靠在金文瑞的懷中,玖月總是能睡的很安穩,這是在做影衛的時候,她從來不敢奢望的。
第二天,玖月是被金文瑞起身的聲音驚醒的。
還未開口就聽到了金文瑞溫柔的聲音,「玖月,時辰還早,你在睡一會兒。」
玖月模糊的點了點頭,再次沉沉的睡去。
金文瑞看到玖月再次進入夢中,才起身離開了寢宮。
金文瑞沒有立刻去早朝,而是去了烯月的房間。
金文瑞逕自走進了烯月的房間,看到的卻是烯月孤寂的身影。
烯月不是故意起的這麼早,而是昨夜她一宿沒睡。明明很累,她卻沒有一絲睡意。
「不要打擾玖月休息,記得不要忘了去向太子妃請安。」金文瑞冷聲警告道。
烯月緩緩地轉過身,眼神迷離,過了許久,才發現自己竟然站了一夜。
輕輕頷首,烯月發覺自己的雙腿彷彿瞬間恢復了知覺,疼得駭人。
見烯月聽見了自己的命令,金文瑞才放心的離開。
烯月邁著沉重的步子,一步一步走向椅子,找了最近的一張椅子坐下,疼痛瞬間蔓延全身。
彎腰輕輕地拍打自己酸疼的小腿,希望疼痛快點消散。
等駭人的疼痛慢慢消失,烯月看了一眼窗外的天色,這個時辰,林葳蕤應該起身了,她去請安應該不會惱了她。
剛走出幾步,烯月就見到了已經起身的玖月。
「皇妃,你要去何處?」玖月疑惑的看著烯月。
「去向太子妃請安,宮中的規矩不得不遵守。」烯月走到玖月的身邊,挽著她的手臂柔聲答道。
玖月眉頭微微皺在一起,向太子妃請安。經過昨日的鬧劇,雖然她們和太子妃素未謀面,但是太子妃該是恨她們的。畢竟堂堂的丞相千金卻要承受如此大的屈辱,而這一切都是因為藍玖月。
「我陪你一起去。」玖月握住了烯月的手,擔憂的說道。
「我一人去就可以了。」烯月笑著拒絕。
「不行,即使你不是太子妃,你也是皇妃,怎能不帶侍女。」玖月斷然拒絕,拉著烯月在銅鏡前坐下,「皇妃,現在的我仍是婉碧,你將我易容成婉碧的樣子,我隨你一起去。」
烯月猶豫的看著玖月,心中暗忖,林葳蕤恨得人是玖月,但是真正面對林葳蕤的卻是她烯月。

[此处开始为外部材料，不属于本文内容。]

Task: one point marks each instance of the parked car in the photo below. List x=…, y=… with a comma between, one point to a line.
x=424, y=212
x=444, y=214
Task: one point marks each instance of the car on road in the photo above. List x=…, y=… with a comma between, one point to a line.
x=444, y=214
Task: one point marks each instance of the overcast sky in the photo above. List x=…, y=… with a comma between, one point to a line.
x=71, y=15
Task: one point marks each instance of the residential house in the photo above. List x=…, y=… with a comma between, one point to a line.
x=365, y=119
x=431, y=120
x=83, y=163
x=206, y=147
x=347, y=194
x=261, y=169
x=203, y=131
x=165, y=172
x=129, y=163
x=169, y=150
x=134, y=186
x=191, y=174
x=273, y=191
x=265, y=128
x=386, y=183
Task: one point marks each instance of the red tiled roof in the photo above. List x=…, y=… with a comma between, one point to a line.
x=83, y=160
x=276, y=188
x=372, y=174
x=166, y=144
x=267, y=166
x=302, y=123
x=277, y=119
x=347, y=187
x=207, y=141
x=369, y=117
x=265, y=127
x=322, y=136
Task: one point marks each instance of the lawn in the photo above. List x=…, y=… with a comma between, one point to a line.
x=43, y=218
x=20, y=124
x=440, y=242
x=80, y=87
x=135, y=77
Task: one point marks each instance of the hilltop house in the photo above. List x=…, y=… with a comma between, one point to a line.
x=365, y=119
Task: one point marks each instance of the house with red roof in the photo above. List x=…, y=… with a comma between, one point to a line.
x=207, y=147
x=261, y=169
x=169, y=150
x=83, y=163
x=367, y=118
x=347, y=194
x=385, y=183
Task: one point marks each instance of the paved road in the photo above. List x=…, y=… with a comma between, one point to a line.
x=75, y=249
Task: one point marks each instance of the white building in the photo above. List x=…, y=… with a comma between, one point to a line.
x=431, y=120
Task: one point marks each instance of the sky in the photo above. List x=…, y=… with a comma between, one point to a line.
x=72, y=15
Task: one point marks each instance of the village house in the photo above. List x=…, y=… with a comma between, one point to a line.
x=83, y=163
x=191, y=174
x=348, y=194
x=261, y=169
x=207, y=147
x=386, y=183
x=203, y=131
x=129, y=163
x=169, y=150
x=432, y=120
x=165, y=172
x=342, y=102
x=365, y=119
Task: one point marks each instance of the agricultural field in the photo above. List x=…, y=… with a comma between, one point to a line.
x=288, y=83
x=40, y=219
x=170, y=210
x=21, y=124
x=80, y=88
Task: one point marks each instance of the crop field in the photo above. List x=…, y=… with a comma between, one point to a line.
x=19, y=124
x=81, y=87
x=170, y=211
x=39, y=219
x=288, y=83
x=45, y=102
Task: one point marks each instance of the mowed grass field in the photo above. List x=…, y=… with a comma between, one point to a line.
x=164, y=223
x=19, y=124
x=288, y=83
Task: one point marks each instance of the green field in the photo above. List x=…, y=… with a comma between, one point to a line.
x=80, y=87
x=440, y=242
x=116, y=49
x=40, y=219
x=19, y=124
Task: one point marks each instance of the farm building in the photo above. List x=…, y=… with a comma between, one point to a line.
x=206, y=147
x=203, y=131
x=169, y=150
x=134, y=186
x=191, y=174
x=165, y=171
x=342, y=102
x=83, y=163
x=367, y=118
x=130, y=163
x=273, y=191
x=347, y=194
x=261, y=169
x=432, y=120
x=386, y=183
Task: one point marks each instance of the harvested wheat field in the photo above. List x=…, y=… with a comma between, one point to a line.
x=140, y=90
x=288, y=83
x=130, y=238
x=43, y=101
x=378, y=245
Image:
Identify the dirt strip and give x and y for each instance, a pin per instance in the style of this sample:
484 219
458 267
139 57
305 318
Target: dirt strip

烯月終是動手再次將兩人的身份互換,玖月看著銅鏡中出現的另一張容顏笑著站了起來,「我的皇妃,可以走了嗎?若是讓太子妃久等了,她又該更生氣了。」
「是。」烯月笑著說道,帶著婉碧走出了瑞祥宮。
烯月一宿未睡,林葳蕤亦是一宿未睡,身上還穿著大婚時火紅的嫁衣。
妖冶的紅色似乎還在嘲諷她的可悲與可憐。
「太子妃,那個女人來請安了。」小環也是一宿未睡,一直陪在林葳蕤的身邊,眼底的黑色清晰可見。
林葳蕤臉色大變,卻鎮定的說道:「小環,讓她在外面等著,陪我去換衣。」
小環自是知道自己主子的心思,扶著林葳蕤進去更衣。
烯月來到了太子妃的寢宮,卻沒有一個人出來見她。
想要找個宮女進去稟報,那些宮女見了她彷彿見了瘟疫,個個敬而遠之。
烯月無奈只能找了一張椅子,隨意坐下。
「皇妃,太子妃會不會為難你。」玖月蹙眉問道,當初她怎麼忘了,忘了勸說金文瑞,或許就不會讓林葳蕤如此仇恨她,間接苦了烯月。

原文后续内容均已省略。